= CEN Workshop Agreement =

A CEN Workshop Agreement (commonly abbreviated CWA) is a reference document from the European Committee for Standardization (CEN). It is, by definition, not an official standard from the member organizations.

In the field of electronic signatures, several CWAs exist. In July 2003 the European Commission granted the following three CWAs status as generally recognized technical standards, presumed to be in accordance with the Electronic Signatures Directive (1999/93/EC):
- [ftp://ftp.cen.eu/CEN/Sectors/TCandWorkshops/Workshops/eSIGN_CWAs/cwa14167-01-2003-Jun.pdf CWA 14167-1] (June 2003): security requirements for trustworthy systems managing certificates for electronic signatures — Part 1: System Security Requirements
- [ftp://ftp.cen.eu/CEN/Sectors/TCandWorkshops/Workshops/eSIGN_CWAs/cwa14167-02-2004-May.pdf CWA 14167-2] (March 2004): security requirements for trustworthy systems managing certificates for electronic signatures — Part 2: cryptographic module for CSP signing operations — Protection Profile (MCSO-PP)
- [ftp://ftp.cen.eu/CEN/Sectors/TCandWorkshops/Workshops/eSIGN_CWAs/cwa14169-00-2004-Mar.pdf CWA 14169] (March 2004): secure signature creation devices.

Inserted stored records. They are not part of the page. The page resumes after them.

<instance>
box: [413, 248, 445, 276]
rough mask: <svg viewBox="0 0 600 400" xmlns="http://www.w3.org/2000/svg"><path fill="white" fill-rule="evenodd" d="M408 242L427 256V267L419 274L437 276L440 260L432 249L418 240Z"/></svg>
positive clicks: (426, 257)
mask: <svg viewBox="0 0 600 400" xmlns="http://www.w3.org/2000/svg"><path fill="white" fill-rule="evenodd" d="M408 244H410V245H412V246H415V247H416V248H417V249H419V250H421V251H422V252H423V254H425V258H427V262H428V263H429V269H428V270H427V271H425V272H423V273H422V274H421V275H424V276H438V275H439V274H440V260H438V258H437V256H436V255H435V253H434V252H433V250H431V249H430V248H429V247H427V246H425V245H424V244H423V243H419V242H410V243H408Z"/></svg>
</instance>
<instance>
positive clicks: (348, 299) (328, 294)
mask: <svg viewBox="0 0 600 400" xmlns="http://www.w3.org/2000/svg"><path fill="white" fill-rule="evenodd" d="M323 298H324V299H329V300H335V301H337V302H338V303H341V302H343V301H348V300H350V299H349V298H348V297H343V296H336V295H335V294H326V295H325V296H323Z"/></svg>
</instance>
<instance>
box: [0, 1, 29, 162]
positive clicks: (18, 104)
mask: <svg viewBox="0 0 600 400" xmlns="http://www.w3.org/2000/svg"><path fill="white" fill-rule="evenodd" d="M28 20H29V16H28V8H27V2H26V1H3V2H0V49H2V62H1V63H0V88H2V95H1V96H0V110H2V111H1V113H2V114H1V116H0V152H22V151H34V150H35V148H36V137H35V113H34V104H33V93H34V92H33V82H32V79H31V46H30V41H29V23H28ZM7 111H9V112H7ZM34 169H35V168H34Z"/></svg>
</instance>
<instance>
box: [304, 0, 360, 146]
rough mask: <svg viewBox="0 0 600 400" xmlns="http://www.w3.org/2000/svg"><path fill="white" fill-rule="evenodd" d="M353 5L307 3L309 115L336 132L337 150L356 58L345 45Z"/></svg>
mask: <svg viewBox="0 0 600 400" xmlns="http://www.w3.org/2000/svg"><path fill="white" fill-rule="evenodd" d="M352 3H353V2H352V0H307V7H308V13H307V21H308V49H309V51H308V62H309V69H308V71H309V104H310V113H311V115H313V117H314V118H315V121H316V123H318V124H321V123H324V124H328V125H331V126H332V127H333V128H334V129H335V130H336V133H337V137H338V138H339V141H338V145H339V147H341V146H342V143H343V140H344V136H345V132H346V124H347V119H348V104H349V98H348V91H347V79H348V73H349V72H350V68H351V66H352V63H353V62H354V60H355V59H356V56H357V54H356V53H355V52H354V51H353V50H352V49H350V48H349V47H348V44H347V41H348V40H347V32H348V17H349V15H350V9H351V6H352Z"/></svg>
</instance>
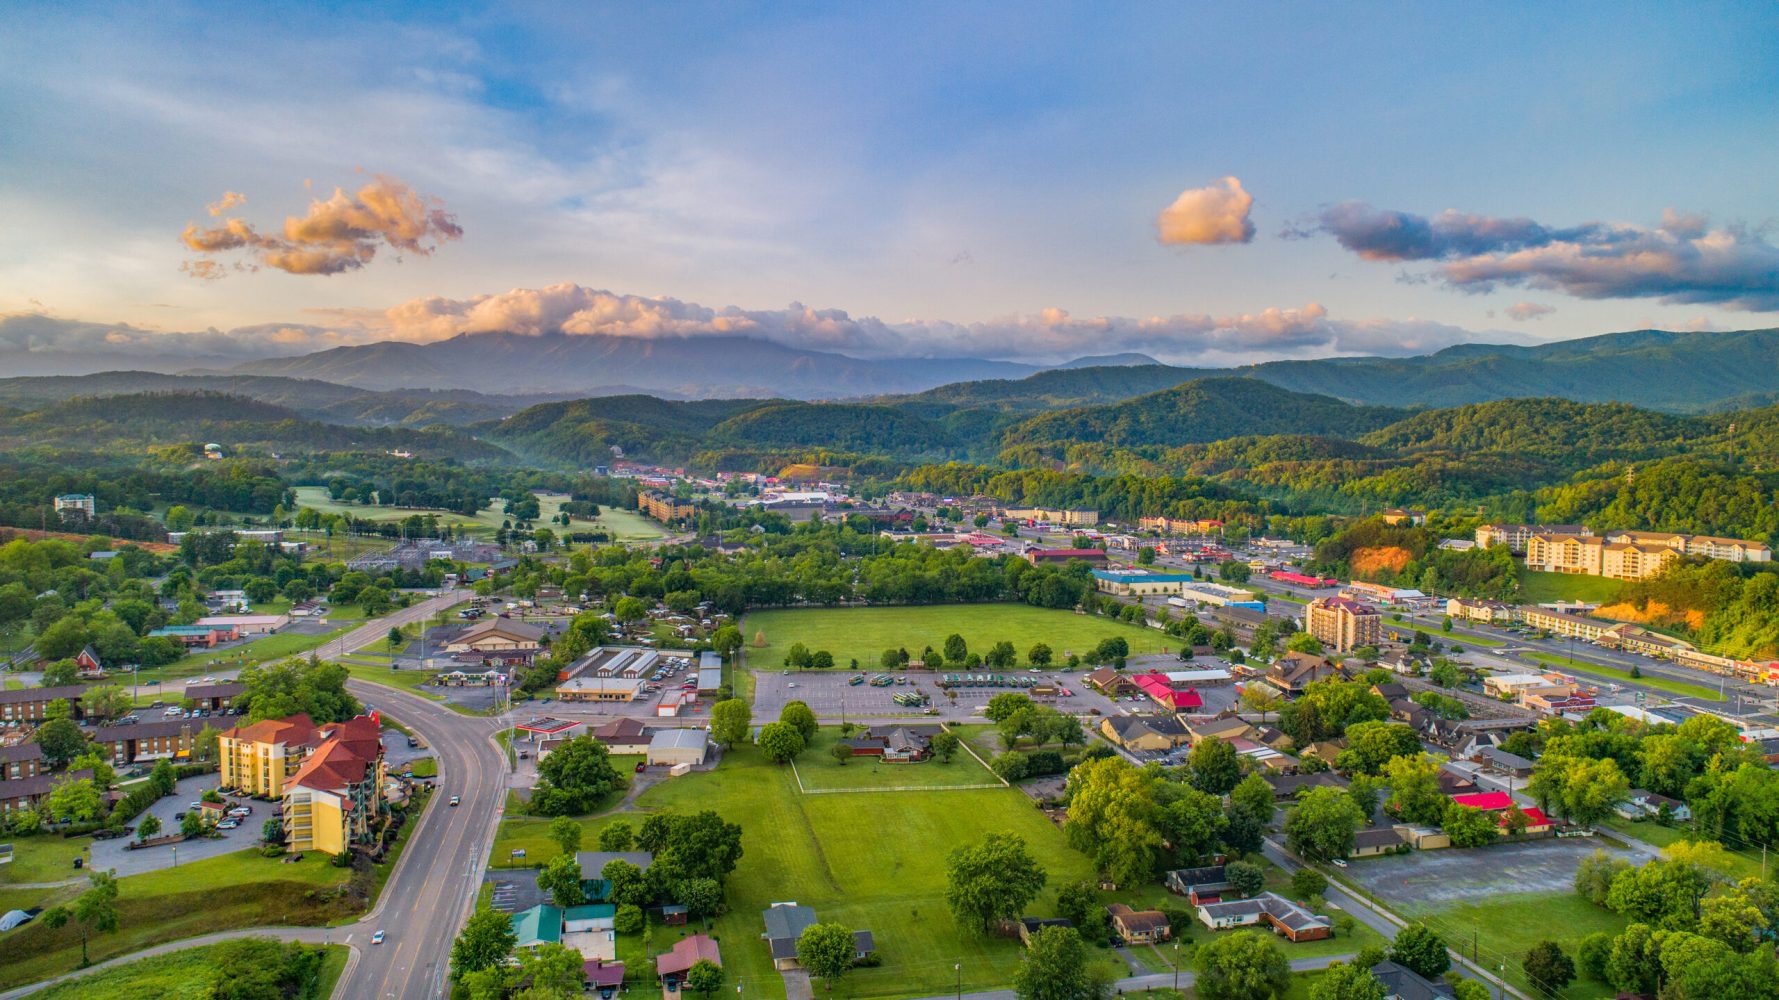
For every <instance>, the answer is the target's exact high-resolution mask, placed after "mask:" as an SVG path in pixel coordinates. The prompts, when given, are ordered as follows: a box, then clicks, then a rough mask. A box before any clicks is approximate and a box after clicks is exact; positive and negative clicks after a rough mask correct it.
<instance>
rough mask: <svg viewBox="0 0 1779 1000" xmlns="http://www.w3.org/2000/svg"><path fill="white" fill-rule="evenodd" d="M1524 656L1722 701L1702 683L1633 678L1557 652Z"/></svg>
mask: <svg viewBox="0 0 1779 1000" xmlns="http://www.w3.org/2000/svg"><path fill="white" fill-rule="evenodd" d="M1526 658H1532V660H1537V662H1541V664H1546V665H1551V667H1557V669H1564V671H1587V673H1590V674H1599V676H1608V678H1619V680H1628V681H1633V683H1640V685H1644V687H1653V689H1656V690H1665V692H1669V694H1678V696H1681V698H1701V699H1704V701H1724V696H1722V694H1719V692H1717V690H1715V689H1710V687H1703V685H1697V683H1686V681H1683V680H1669V678H1663V676H1656V674H1647V673H1646V674H1644V676H1640V678H1633V676H1631V671H1621V669H1619V667H1606V665H1601V664H1596V662H1592V660H1574V662H1571V660H1569V658H1567V657H1558V655H1557V653H1526Z"/></svg>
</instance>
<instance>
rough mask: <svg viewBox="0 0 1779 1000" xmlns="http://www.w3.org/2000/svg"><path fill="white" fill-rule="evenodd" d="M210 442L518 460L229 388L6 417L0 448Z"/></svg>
mask: <svg viewBox="0 0 1779 1000" xmlns="http://www.w3.org/2000/svg"><path fill="white" fill-rule="evenodd" d="M206 443H217V445H222V448H224V452H226V454H235V452H240V450H244V448H246V450H265V452H286V454H315V452H388V450H406V452H413V454H416V456H425V457H452V459H463V461H489V459H511V456H507V452H503V450H502V448H498V447H495V445H491V443H486V441H479V440H475V438H471V436H468V434H464V432H461V431H452V429H445V427H438V429H431V431H418V429H409V427H345V425H338V423H326V422H320V420H308V418H304V416H301V415H299V413H295V411H292V409H288V407H283V406H274V404H269V402H260V400H254V399H247V397H238V395H226V393H132V395H112V397H76V399H71V400H68V402H59V404H53V406H46V407H41V409H34V411H28V413H11V415H5V416H0V452H16V450H25V448H71V450H98V452H141V450H144V448H174V450H185V452H190V454H192V456H196V454H199V452H201V448H203V445H206Z"/></svg>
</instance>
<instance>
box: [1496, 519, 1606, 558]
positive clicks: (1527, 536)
mask: <svg viewBox="0 0 1779 1000" xmlns="http://www.w3.org/2000/svg"><path fill="white" fill-rule="evenodd" d="M1592 534H1594V532H1592V528H1589V527H1587V525H1482V527H1478V528H1477V544H1478V546H1482V548H1489V546H1491V544H1505V546H1507V550H1509V552H1514V553H1521V552H1525V550H1526V544H1530V543H1532V536H1578V537H1589V536H1592Z"/></svg>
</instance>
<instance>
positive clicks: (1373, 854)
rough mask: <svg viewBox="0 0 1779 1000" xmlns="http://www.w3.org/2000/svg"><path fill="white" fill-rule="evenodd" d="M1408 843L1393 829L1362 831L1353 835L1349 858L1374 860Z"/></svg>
mask: <svg viewBox="0 0 1779 1000" xmlns="http://www.w3.org/2000/svg"><path fill="white" fill-rule="evenodd" d="M1404 843H1407V842H1405V840H1404V838H1402V835H1400V833H1397V831H1395V829H1393V827H1388V826H1379V827H1372V829H1361V831H1357V833H1354V835H1352V851H1348V852H1347V856H1348V858H1373V856H1377V854H1389V852H1393V851H1397V849H1398V847H1402V845H1404Z"/></svg>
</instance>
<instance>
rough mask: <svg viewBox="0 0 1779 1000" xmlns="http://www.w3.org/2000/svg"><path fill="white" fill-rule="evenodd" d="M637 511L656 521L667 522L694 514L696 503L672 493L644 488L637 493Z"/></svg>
mask: <svg viewBox="0 0 1779 1000" xmlns="http://www.w3.org/2000/svg"><path fill="white" fill-rule="evenodd" d="M637 511H642V512H644V514H648V516H651V518H655V520H656V521H662V523H667V521H678V520H680V518H690V516H696V514H697V505H696V504H688V502H685V500H680V498H678V496H674V495H672V493H658V491H655V489H644V491H642V493H637Z"/></svg>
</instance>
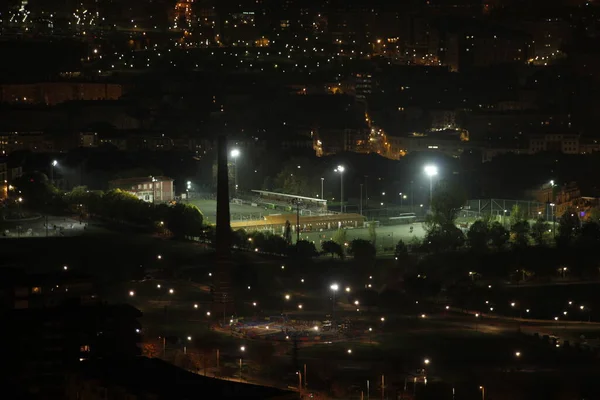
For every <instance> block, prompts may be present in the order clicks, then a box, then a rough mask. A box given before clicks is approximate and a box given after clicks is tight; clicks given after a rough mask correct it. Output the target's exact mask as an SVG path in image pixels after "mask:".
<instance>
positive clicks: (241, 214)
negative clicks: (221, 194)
mask: <svg viewBox="0 0 600 400" xmlns="http://www.w3.org/2000/svg"><path fill="white" fill-rule="evenodd" d="M190 204H193V205H195V206H196V207H198V208H199V209H200V211H202V214H204V218H205V219H206V220H207V221H208V222H212V223H215V222H216V216H217V202H216V201H215V200H197V199H191V200H190ZM229 211H230V213H231V220H232V221H240V220H257V219H261V217H262V216H264V215H272V214H281V211H280V210H269V209H265V208H264V207H252V206H247V205H242V204H231V203H230V204H229Z"/></svg>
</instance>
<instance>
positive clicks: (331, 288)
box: [329, 283, 340, 329]
mask: <svg viewBox="0 0 600 400" xmlns="http://www.w3.org/2000/svg"><path fill="white" fill-rule="evenodd" d="M339 288H340V286H339V285H338V284H337V283H333V284H332V285H331V286H329V289H331V291H332V292H333V296H332V297H331V299H332V301H333V303H332V305H331V319H332V320H333V322H334V324H335V294H336V292H337V291H338V289H339ZM334 326H335V325H334ZM334 329H335V328H334Z"/></svg>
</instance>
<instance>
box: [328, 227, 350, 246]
mask: <svg viewBox="0 0 600 400" xmlns="http://www.w3.org/2000/svg"><path fill="white" fill-rule="evenodd" d="M332 240H333V241H334V242H336V243H337V244H339V245H340V246H346V243H348V241H347V237H346V230H345V229H343V228H340V229H338V230H337V231H335V233H334V234H333V239H332Z"/></svg>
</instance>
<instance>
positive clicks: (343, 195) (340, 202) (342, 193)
mask: <svg viewBox="0 0 600 400" xmlns="http://www.w3.org/2000/svg"><path fill="white" fill-rule="evenodd" d="M345 170H346V168H344V166H343V165H338V167H337V168H336V169H334V172H339V173H340V192H341V193H340V212H344V171H345Z"/></svg>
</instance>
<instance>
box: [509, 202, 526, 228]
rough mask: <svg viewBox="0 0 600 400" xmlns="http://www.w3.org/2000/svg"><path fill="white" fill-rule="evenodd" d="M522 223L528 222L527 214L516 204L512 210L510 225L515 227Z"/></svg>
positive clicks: (510, 218)
mask: <svg viewBox="0 0 600 400" xmlns="http://www.w3.org/2000/svg"><path fill="white" fill-rule="evenodd" d="M522 221H527V214H526V213H525V210H523V209H522V208H521V207H519V205H518V204H515V205H514V206H513V208H512V209H511V210H510V225H511V226H513V225H516V224H518V223H519V222H522Z"/></svg>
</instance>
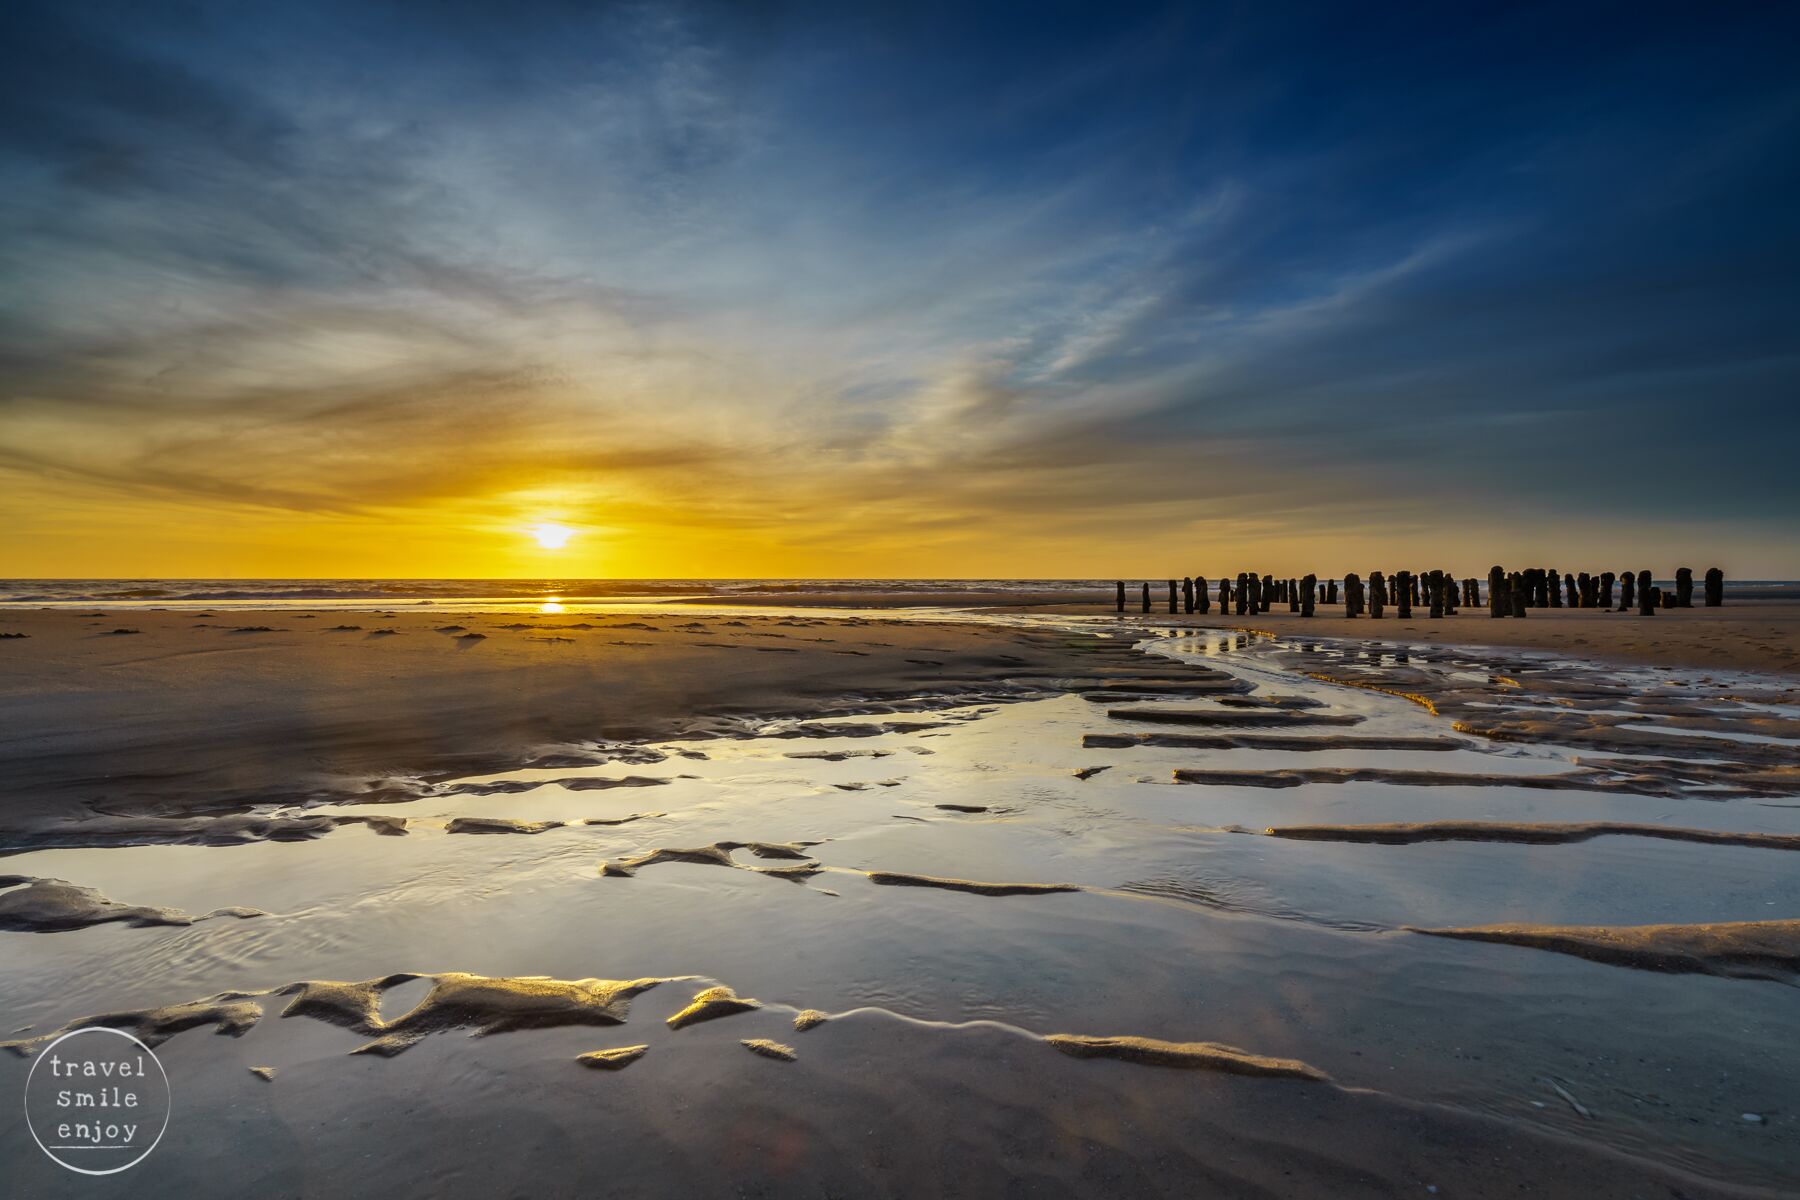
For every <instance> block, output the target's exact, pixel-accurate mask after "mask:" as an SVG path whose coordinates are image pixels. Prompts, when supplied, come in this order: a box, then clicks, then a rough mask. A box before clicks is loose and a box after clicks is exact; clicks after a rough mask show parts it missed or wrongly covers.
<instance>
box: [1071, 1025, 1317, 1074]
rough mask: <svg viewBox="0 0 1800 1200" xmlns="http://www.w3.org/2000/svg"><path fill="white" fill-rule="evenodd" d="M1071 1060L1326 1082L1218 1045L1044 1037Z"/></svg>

Other CWA deals with e-signature; among them:
- [ftp://ftp.cenorm.be/PUBLIC/CWAs/e-Europe/eSign/cwa14170-00-2004-May.pdf CWA 14170] Signature Creation Process and Environment.
- [ftp://ftp.cenorm.be/PUBLIC/CWAs/e-Europe/eSign/cwa14171-00-2004-May.pdf CWA 14171] Signature Validation Process and Environment.